L.A. council approves new trash collection plan
A hotly contested plan to transform the way much of the garbage in Los Angeles is collected won backing Wednesday from the City Council, but the city’s trash wars are far from over as opponents immediately threatened both a lawsuit and a ballot initiative.
After a raucous hearing, the council voted 11 to 3 in favor of a plan backed by environmentalists and organized labor that would carve the city into 11 new and exclusive hauling franchise areas for waste pickup from commercial properties and large apartment buildings.
Those customers are currently served by dozens of private companies, which vie for business in a market worth about $220 million a year. Proponents of the new system, including the city’s Sanitation Department, say an exclusive system will boost recycling, reduce truck traffic and improve working conditions in a hazardous industry.
But business interests and many of the city’s trash companies bitterly oppose the plan and have vowed to keep fighting it.
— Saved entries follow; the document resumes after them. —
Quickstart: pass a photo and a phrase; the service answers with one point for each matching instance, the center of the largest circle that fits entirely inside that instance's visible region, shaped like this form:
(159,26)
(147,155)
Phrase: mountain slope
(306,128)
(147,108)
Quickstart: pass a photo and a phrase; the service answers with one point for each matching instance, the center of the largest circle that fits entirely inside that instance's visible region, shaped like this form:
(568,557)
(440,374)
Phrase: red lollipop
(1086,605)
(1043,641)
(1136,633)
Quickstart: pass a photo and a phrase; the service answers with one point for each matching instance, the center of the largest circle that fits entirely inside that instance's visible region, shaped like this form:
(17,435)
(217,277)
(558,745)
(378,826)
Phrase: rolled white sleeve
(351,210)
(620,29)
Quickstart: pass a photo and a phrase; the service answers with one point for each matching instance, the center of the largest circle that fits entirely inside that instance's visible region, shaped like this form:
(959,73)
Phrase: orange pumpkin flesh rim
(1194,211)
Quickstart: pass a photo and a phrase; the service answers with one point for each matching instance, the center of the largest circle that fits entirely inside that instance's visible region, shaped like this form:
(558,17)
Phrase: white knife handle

They say the city can achieve the same recycling and environmental goals while maintaining a more competitive trash market that will keep rates lower. Some have also charged that the exclusive franchise system is primarily a gambit by labor groups and their council allies to make it easier to organize more refuse workers.
Labor and environmental groups say they hope to replicate the new Los Angeles model around the nation. “This is about cleaning our environment,” said Councilman Richard Alarcon, whose daughter, Andrea Alarcon, has championed the plan as the president of the city’s Board of Public Works.
But Ruben Gonzalez, vice president of public policy for the Los Angeles Area Chamber of Commerce, argued that “this is about a City Council enacting a specific labor agenda, ignoring the family-owned four- and five-generation small businesses that will be forced to close and the thousands of jobs that will go with them.”
The plan now moves to the Sanitation Department, which must work out myriad details pertaining to setting up a franchise system and ensuring that it can meet the goal of expanding recycling to make Los Angeles a “zero waste” city by 2025. The new program will probably not take effect until at least 2017. It will not involve single family homes and apartment buildings of four units or less because city workers collect trash from those properties.
Council members suggested more than a dozen amendments, including exempting hospitals from the new program. Those will be studied and considered in the coming weeks.
As advocates celebrated in the council rotunda, clapping, taking photographs and shouting, “Si se puede,” opponents insisted that the issue isn’t settled.
“Our fight is far from over,” said Sean R. Rossall of the lobbying firm Cerrell Associates, which represents waste haulers and businesses.
Last week, Rossall threatened a referendum to overturn the plan, a threat repeated after Wednesday’s vote.
Before the council acted, Rossall circulated a letter to city officials accusing them of potentially violating California’s environmental laws by not preparing an environmental impact report on the proposal. Such a report is required, Rossall said, because the new system is “a sweeping change” that could result in more trucks on the roads and other environmental impacts.
“We will sue them if they don’t do a full EIR” he said.
Adrian Martinez, a lawyer with the Natural Resources Defense Council, which supports the plan, said he found it “interesting that there is such zealous defense of the California Environmental Quality Act by ... all these business interests.”
The three council members who voted against the plan are Mitchell Englander, Bernard C. Parks and Jan Perry, a mayoral candidate who has been highlighting her business-friendly positions.